The final spring he lived

it shone hot pink,

the blood of the lawn

he watched grow

nights like this,

nights in a chair with coffee,

the hedge a memory,

the trellis empty

of the purples we knew as kids.

 

Today I drew away

as much of the dead as I could.

My wrists grew furious

cutting, aligning, motioning

to corners of the yard

unseen in decades.

I stood back,

then I moved forward

as my father might’ve,

at peace with what remained.

 

cb-picCarl Boon lives in Izmir, Turkey, where he teaches courses in American culture and literature at 9 Eylül University. His poems appear in dozens of magazines, most recently Burnt Pine, Two Peach, Lunch Ticket, and Poetry Quarterly. He is also a 2016 Pushcart Prize nominee.
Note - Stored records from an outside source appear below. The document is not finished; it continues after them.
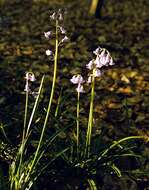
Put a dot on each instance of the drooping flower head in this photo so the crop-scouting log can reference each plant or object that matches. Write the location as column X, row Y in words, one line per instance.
column 78, row 79
column 30, row 76
column 48, row 34
column 49, row 52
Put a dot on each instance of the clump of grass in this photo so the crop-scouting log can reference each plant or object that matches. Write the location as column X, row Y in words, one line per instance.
column 24, row 171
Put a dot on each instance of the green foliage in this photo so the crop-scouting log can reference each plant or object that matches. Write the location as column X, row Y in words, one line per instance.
column 121, row 102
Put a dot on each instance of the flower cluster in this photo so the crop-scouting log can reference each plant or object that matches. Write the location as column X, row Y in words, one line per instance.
column 103, row 58
column 29, row 77
column 78, row 79
column 58, row 17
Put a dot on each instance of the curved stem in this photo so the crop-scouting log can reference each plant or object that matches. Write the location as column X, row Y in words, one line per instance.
column 49, row 105
column 78, row 110
column 90, row 120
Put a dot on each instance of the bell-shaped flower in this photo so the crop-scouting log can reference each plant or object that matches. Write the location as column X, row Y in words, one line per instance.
column 111, row 61
column 60, row 16
column 49, row 52
column 97, row 51
column 97, row 73
column 77, row 79
column 98, row 62
column 90, row 65
column 27, row 89
column 53, row 16
column 30, row 76
column 65, row 39
column 80, row 88
column 89, row 80
column 47, row 34
column 63, row 31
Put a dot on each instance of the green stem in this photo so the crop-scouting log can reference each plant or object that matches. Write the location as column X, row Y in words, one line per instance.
column 78, row 110
column 90, row 120
column 24, row 130
column 49, row 105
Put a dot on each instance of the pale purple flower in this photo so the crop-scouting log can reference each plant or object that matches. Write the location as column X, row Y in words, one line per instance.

Losing interest in the sound of petrichor – Kate Garrett

 

and the scent of the thunder;

you’ll tell me it’s ozone broken by forked

lightning, but thunder has a smell

of its own:

heavy and green, pregnant with wildflowers.

 

The clouds pressed through our roof,

drowning a protestant sun; it was one

of those evenings I wished for a bee sting

one of those evenings when heat rises

and I am overly alive, when I’m breathing

in too much summer to stem the panic.

 

And the weight of your body

on mine did nothing

and the restless sweat escaping

my pores did not cool me down—

 

but when night fell, the owls sheltered

from the hot rain in graveyard trees

and I wandered beneath their calls

to calm the tremors.

 

kate-newKate Garrett is a writer, mother, editor, wife, history buff, and amateur folklorist. Her work is published here and there online and in print, and has been nominated for a Pushcart Prize. Her most recent books are The Density of Salt (Indigo Dreams Publishing, 2016) – which was longlisted for best pamphlet in the 2016 Saboteur Awards – and Deadly, Delicate (Picaroon Poetry, 2016). Her next pamphlet, You’ve never seen a doomsday like it, will be published in 2017 by Indigo Dreams. Kate lives in Sheffield with her husband, four children, and a cat named Mimi.